1 回のバッチ書き込みリクエストあたりのベクトル数。1~500 の範囲で指定します。デフォルトは 500 です。

--output

いいえ

出力形式を指定します。有効な値は json(デフォルト)または table です。

--region

いいえ

ソース OSS オブジェクトのリージョン。入力が OSS オブジェクトの場合に必須です。

--presign-url

いいえ

入力が OSS オブジェクトの場合に、事前署名付き URL を使用してアクセスを有効化します。

query コマンドのパラメーター

パラメーター

必須

説明

--vector-bucket-name

はい

ベクトルバケットの名前。

--index-name

はい

ベクトルインデックスの名前。

--model-id

はい

ベクトルを生成する DashScope モデル の ID。

--text-value

いいえ

クエリテキスト。

--text

いいえ

クエリテキストを含むファイルのパス。

--image

いいえ

クエリ対象の画像のパス。

--video

いいえ

クエリ対象の動画の URL。

--top-k

いいえ

返す最近傍の数。

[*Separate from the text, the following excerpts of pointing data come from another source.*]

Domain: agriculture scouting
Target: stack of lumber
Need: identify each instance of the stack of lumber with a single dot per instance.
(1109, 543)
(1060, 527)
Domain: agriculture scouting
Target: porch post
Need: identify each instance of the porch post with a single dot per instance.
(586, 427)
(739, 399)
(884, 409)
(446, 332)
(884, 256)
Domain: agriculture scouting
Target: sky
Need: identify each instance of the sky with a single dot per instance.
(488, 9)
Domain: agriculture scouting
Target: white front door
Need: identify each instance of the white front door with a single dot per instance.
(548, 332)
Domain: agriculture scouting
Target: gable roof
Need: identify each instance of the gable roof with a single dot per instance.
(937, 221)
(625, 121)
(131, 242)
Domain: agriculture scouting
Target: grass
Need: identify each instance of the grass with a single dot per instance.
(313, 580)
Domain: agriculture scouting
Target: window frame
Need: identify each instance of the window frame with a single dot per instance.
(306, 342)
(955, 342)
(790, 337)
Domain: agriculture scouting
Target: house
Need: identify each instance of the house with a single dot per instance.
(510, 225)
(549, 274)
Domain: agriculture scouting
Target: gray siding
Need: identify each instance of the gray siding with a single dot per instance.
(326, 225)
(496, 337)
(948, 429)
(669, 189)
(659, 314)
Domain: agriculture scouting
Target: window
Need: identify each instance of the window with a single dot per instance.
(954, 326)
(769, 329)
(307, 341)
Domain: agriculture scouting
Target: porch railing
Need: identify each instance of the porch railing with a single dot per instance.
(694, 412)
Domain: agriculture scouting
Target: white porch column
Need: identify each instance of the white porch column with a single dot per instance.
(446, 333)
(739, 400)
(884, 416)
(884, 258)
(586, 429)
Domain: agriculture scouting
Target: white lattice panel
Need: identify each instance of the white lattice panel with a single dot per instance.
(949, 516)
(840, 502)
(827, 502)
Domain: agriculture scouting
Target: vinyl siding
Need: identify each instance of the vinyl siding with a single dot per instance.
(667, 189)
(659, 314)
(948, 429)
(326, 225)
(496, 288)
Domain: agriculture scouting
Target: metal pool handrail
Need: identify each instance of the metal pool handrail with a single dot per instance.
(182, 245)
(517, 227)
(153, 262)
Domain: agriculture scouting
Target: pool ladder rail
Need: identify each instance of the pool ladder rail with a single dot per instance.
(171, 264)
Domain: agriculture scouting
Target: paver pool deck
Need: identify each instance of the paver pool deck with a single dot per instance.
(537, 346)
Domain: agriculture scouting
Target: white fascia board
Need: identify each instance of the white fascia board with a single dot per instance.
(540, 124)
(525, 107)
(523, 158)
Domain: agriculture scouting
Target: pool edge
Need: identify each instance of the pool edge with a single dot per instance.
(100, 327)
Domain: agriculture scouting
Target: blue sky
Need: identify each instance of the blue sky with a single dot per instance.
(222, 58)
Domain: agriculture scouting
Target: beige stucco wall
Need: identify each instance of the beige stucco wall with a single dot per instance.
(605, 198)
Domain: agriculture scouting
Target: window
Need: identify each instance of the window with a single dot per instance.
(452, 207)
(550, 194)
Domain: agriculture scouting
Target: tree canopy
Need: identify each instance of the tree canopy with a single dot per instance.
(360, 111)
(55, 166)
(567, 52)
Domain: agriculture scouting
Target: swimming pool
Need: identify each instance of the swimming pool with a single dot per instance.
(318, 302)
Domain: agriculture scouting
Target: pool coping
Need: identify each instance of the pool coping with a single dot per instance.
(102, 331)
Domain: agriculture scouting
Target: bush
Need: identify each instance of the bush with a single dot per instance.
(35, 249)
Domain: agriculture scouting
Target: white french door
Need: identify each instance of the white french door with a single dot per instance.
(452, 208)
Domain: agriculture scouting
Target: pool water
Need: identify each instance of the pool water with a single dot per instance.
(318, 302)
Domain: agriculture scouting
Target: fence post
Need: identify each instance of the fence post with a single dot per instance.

デフォルトは 5 です。

--filter

いいえ

フィルター条件(JSON 文字列形式)。

--return-distance

いいえ

結果に類似性距離を含めます。

--return-metadata

いいえ

結果にメタデータを含めます。デフォルトで有効です。

--dashscope-inference-params

いいえ

DashScope に渡すモデル固有のパラメーター(JSON 形式)。例:'{"truncate": "END"}'

--output

いいえ

出力形式を指定します。有効な値は json(デフォルト)または table です。

フィルター構文

演算子

説明

$eq

等しい

{"category": {"$eq": "docs"}}

$ne

等しくない

{"status": {"$ne": "deleted"}}

$in/$nin

配列内 / 配列外

{"tag": {"$in": ["a", "b"]}}

$and

論理積(AND)

{"$and": [{"a": 1}, {"b": 2}]}

$or

論理和(OR)

{"$or": [{"a": 1}, {"a": 2}]}

参考文献

OSS Vectors Embed CLI の詳細については、「GitHub 上の OSS Vectors Embed CLI」をご参照ください。